The problem was the opr_sanity regression test, which rejects
functions that share the same C-function implementation (roughly). I
took a few stabs at changing my code to pass that test, e.g. defining
separate wrapper functions for everything like this:

    Datum
    int4range_agg_transfn(PG_FUNCTION_ARGS) {
          return range_agg_transfn(fcinfo);
    }

But that felt like it was getting ridiculous (8 range types *
transfn+finalfn * 1-bool and 2-bool variants), so in the end I just
added my functions to the "permitted" output in opr_sanity. Let me
know if I should avoid that though.

Also I would still appreciate some bikeshedding over the functions' UI
since I don't feel great about it.

If the overall approach seems okay, I'm still open to adding David's
suggestions for weighted_range_agg and covering_range_agg.

Thanks!
Paul

Attachment

range_agg_v1.patch

Re: range_agg

From

Paul A Jungwirth

Date:

16 June 2019, 22:59:29

On Wed, May 8, 2019 at 9:54 PM Paul A Jungwirth
<pj@illuminatedcomputing.com> wrote:
> Here is an initial patch. I'd love to have some feedback! :-)

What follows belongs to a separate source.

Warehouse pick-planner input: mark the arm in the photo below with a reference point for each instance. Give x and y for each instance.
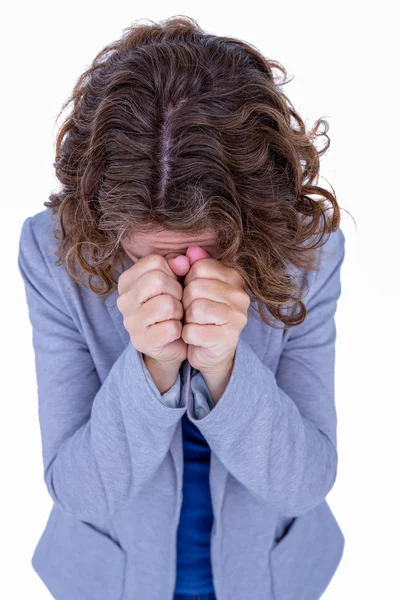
(276, 434)
(100, 443)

Here is a v2 rebased off current master. No substantive changes, but
it does fix one trivial git conflict.

After talking with David in Ottawa and hearing a good use-case from
one other person for his proposed weighted_range_agg and
covering_range_agg, I think *will* add those to this patch, but if
anyone wants to offer feedback on my approach so far, I'd appreciate
that too.

Yours,
Paul

Attachment

range_agg_v0002.patch

Re: range_agg

From

Jeff Davis

Date:

01 July 2019, 22:38:30

On Fri, 2019-05-03 at 15:56 -0700, Paul Jungwirth wrote:
> Hello,
> 
> I wrote an extension to add a range_agg function with similar
> behavior 
> to existing *_agg functions, and I'm wondering if folks would like
> to 
> have it in core? Here is the repo: 
> https://github.com/pjungwir/range_agg

This seems like a very useful extension, thank you.

For getting into core though, it should be a more complete set of
related operations. The patch is implicitly introducing the concept of
a "multirange" (in this case, an array of ranges), but it's not making
the concept whole.

What else should return a multirange? This patch implements the union-
agg of ranges, but we also might want an intersection-agg of ranges
(that is, the set of ranges that are subranges of every input). Given
that there are other options here, the name "range_agg" is too generic
to mean union-agg specifically.

What can we do with a multirange? A lot of range operators still make
sense, like "contains" or "overlaps"; but "adjacent" doesn't quite
work. What about new operations like inverting a multirange to get the
gaps?

Do we want to continue with the array-of-ranges implementation of a
multirange, or do we want a first-class multirange concept that might
eliminate the boilerplate around defining all of these operations?

If we have a more complete set of operators here, the flags for
handling overlapping ranges and gaps will be unnecessary.

Regards,
    Jeff Davis

Re: range_agg

From

Alvaro Herrera

Date:

04 July 2019, 18:33:58

I noticed that this patch has a // comment about it segfaulting.  Did
you ever figure that out?  Is the resulting code the one you intend as
final?

Did you make any inroads regarding Jeff Davis' suggestion about
implementing "multiranges"?  I wonder if that's going to end up being a
Pandora's box.

Stylistically, the code does not match pgindent's choices very closely.
I can return a diff to a pgindented version of your v0002 for your
perusal, if it would be useful for you to learn its style.  (A committer
would eventually run pgindent himself[1], but it's good to have
submissions be at least close to the final form.)  BTW, I suggest "git
format-patch -vN" to prepare files for submission.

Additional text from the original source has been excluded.